According to CRA data, licensed medical marijuana facilities reported just $322,350 in sales during May 2026.

By comparison, Michigan’s adult-use market generated more than $250 million in sales during the same month.

For every $1 spent on medical marijuana in Michigan today, consumers spend roughly $775 on recreational cannabis.

Medical marijuana now accounts for only a tiny fraction of Michigan’s overall cannabis market after years of consumers migrating to recreational products.

That means many Michigan cannabis operators are paying closer attention to the potential tax and business benefits of rescheduling than to the medical market itself.

Ohio May Have Even More At Stake

The issue could be even more significant in Ohio.

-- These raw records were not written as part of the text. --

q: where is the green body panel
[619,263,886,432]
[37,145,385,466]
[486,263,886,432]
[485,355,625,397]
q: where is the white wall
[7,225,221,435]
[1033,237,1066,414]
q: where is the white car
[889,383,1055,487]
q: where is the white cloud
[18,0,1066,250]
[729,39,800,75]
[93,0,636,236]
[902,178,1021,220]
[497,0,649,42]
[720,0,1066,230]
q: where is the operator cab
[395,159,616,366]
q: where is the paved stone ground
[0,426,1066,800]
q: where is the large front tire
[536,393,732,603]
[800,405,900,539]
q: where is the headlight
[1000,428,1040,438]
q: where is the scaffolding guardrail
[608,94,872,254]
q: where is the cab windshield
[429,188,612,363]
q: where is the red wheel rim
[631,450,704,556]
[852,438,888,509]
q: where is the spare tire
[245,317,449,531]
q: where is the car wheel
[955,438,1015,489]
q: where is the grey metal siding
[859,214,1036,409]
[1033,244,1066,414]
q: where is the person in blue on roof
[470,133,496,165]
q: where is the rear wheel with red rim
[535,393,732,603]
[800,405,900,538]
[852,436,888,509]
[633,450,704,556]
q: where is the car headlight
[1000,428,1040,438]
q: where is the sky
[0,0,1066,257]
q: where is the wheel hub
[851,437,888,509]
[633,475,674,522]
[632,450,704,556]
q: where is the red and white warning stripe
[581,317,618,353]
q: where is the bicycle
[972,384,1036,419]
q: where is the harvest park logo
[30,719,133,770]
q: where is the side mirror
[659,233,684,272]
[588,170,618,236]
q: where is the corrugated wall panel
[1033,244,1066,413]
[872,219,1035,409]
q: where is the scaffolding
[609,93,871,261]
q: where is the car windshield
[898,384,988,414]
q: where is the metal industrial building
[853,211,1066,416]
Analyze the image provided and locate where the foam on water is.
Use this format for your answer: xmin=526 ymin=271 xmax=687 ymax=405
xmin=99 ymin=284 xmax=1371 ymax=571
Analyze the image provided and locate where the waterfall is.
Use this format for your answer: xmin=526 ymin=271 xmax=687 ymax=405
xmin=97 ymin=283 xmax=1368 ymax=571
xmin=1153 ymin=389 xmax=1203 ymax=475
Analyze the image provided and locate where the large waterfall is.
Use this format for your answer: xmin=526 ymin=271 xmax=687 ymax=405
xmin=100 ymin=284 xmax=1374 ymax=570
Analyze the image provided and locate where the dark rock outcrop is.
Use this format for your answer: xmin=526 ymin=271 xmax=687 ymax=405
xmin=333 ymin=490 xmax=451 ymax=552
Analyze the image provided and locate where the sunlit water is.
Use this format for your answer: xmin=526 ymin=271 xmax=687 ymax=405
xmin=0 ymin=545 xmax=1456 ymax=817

Unlike Michigan, Ohio continues to maintain a substantial medical marijuana program alongside its recreational market.

State records show Ohio had 165 dual-use dispensary certificates of operation in 2025, allowing retailers to serve both registered medical marijuana patients and adult-use consumers. Ohio also maintains a medical marijuana patient base exceeding 459,000 registered patients.

Because the federal rescheduling proposal is rooted in recognition of marijuana’s accepted medical uses, Ohio’s continuing medical market could make the outcome particularly important for operators there.

Businesses in both states would benefit from any relief from Section 280E tax restrictions.

Industry Says It Has No Seat At The Table

NORML’s filing argues that consumers, patients, physicians and state-licensed cannabis businesses have effectively been excluded from the proceeding.

The organization contends that none of the selected hearing participants directly represent the interests of marijuana consumers or the legal cannabis industry.

The DEA hearing is expected to feature testimony from organizations and individuals who largely oppose marijuana reform or question whether marijuana should be moved to Schedule III.

NORML argues that excluding supporters creates the appearance that the outcome may already be predetermined.

The DEA has not publicly indicated whether it will reconsider the witness list before proceedings begin June 29.

Even after the hearing concludes, legal experts expect additional procedural challenges and litigation that could delay any final rescheduling decision.

For cannabis businesses across Michigan and Ohio, the stakes extend far beyond the shrinking medical marijuana market.

The outcome could determine whether one of the nation’s fastest-growing industries continues operating under a tax system designed for illegal drug traffickers—or gains treatment more comparable to other regulated businesses.